Mike’s voice brought her out of her miserable absorption. ‘There was some kind of service in there. Singing. Around this glass coffin, or something. Pretty damn sinister. I split, but Tara waited to see if she could find that crazy old woman we met up at the house, the one in the wheelchair. To see about looking at the stuff in the house.’
‘Edith.’
‘Yeah, Edith. Tara wanted to talk to her about a film. Edith said she would be here, with you. But we couldn’t find Edith, and Tara hasn’t come back out of that church. This is all wrong. Jesus, this place. We should just go, now.’
‘Keys. The car keys! We’ve got to find your bitch.’
‘Hey, I told you. I messed up. I was wrong.’
‘Bit late for that, don’t you think?’
‘Don’t go up there. I’m not. Not again. It’s… I think it was a funeral, or something. I can’t look at that woman again, in the coffin.’
‘What woman? What are you talking about?’

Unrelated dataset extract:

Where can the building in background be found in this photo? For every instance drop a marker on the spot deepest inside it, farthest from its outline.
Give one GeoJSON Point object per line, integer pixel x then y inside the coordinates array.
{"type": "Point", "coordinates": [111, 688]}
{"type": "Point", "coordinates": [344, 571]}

‘I don’t know. She was in this case. It was all lit with these red lights. I was watching from the door. Then the lights went out. The doors shut. But Tara was still inside. What the fuck are they doing in the dark?’
‘Jesus Christ.’ Catherine began walking to the church. She would get the keys, but she wouldn’t look at the woman in the case. Almost certainly more of Mason’s handiwork. She’d seen enough of that for a lifetime.
‘Don’t go.’
‘What about the car keys, you moron!’
Mike bit the inside of his mouth. She’d never seen his eyes so wild-looking before, never seen him this frightened.
‘Fuck the keys. Let’s walk out of here. But I’m not going back in there. I’m taking off.’
‘I don’t have any shoes! How can I walk?’
‘Shit! Look, if we get split up, I’m going to wait for you. By the car, yeah? It’s parked in that lane, by the pole. I’m not leaving you out here. This place is all wrong. I’ll be waiting, yeah? Cath! Cath!’
‘My hero!’
‘I don’t care what you think of me. But I won’t leave you here. If you two go back to that house, I’m coming up there to get you, yeah?’
She was right. Tara had come here. No doubt with the sense of the antiques documentary story of the decade filling her nostrils, as well as a perfectly laid-out vengeance narrowing her reptile eyes with anticipation. Take Mike and break off their relationship. Show up at the Red House and inveigle herself into Edith’s confidence, as only Tara could do, to spoil the valuation and auction with promises of a lucrative television contract, augmented with lies about what Catherine had done at Handle With Care. Edith would be thrilled by the subterfuge and scandal. Her lonely, mad existence would be lit up with even more of Catherine’s misery, and with new talk of the greater riches available through Tara’s influence.
‘I’ll kill…’ Catherine’s attempt to speak broke into a sob of rage that felt like it could damage her.
But then she smiled, and she felt as if a terrible constriction had been released from around her heart.
Let her have it. Let her waste her time.
Even if Edith had been in possession of the Rothman treasures, lost when the Titanic went down, Catherine knew she’d rather die than value the Mason estate. Tara was welcome to the Red House. And she was welcome to Edith. It would all be evidence soon, in a police investigation. There would be yellow tape strung across that porch not long after she found a phone signal and directed the authorities up that lane.